I didn’t get around to talking about dimensionality reduction in the previous post. I have a number of related problems I am interested in solving. Setting up the problem, let us say that we have a distribution **p (E | C)**, where both **E** and **C** are sets of the same dimension (d):

E = {e1, e2, e3, … e[d]}

C = {c1, c2, c3, … c[d]}

**d** is a high dimension >> 1000.

**Problem 1: Sub-distributions with C and E of same dimension
**In the case where many of the variables in the dimension are independent, the joint probability of a specific 1000 variable state, will often be much less than the probability of a lower dimensional state variable (of say 20 variables with covariance).

The question is then, what dimensional subsets of this distribution are the most predictive. Another way to state this is what subsets of **C** provide the most information transfer into **E**.

It would be then of interest to look at the top N subsets of the distribution that carry the most information from **C** → **E**.

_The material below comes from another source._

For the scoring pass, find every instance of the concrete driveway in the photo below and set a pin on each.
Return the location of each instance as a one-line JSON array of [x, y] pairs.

**Problem 2: Sub-distributions with C and E of different dimension
**As in problem 1, we look for subsets of

**C**that carry the most predictive information for subsets of

**E**. In this case, though, C and E need not be of the same dimension. Combinatorially this is a harder problem than problem #1, however the math is the same.

**Outline of Approach**

** **

- spanning graph structure is determined between variables to avoid astronomical combinations
- transfer entropy analysis is done on edges in spanning structure
- subgraphs of depth 1, 2, 3, … are evaluated from a transfer entropy point of view to determine the power of each subgraph
- subgraphs are sorted by transfer entropy

**Alternatives
**There are undoubtedly many approaches to finding factors, particularly with classification problems where E is of small dimension (often 1 dimension). I’d be grateful for alternative suggestions.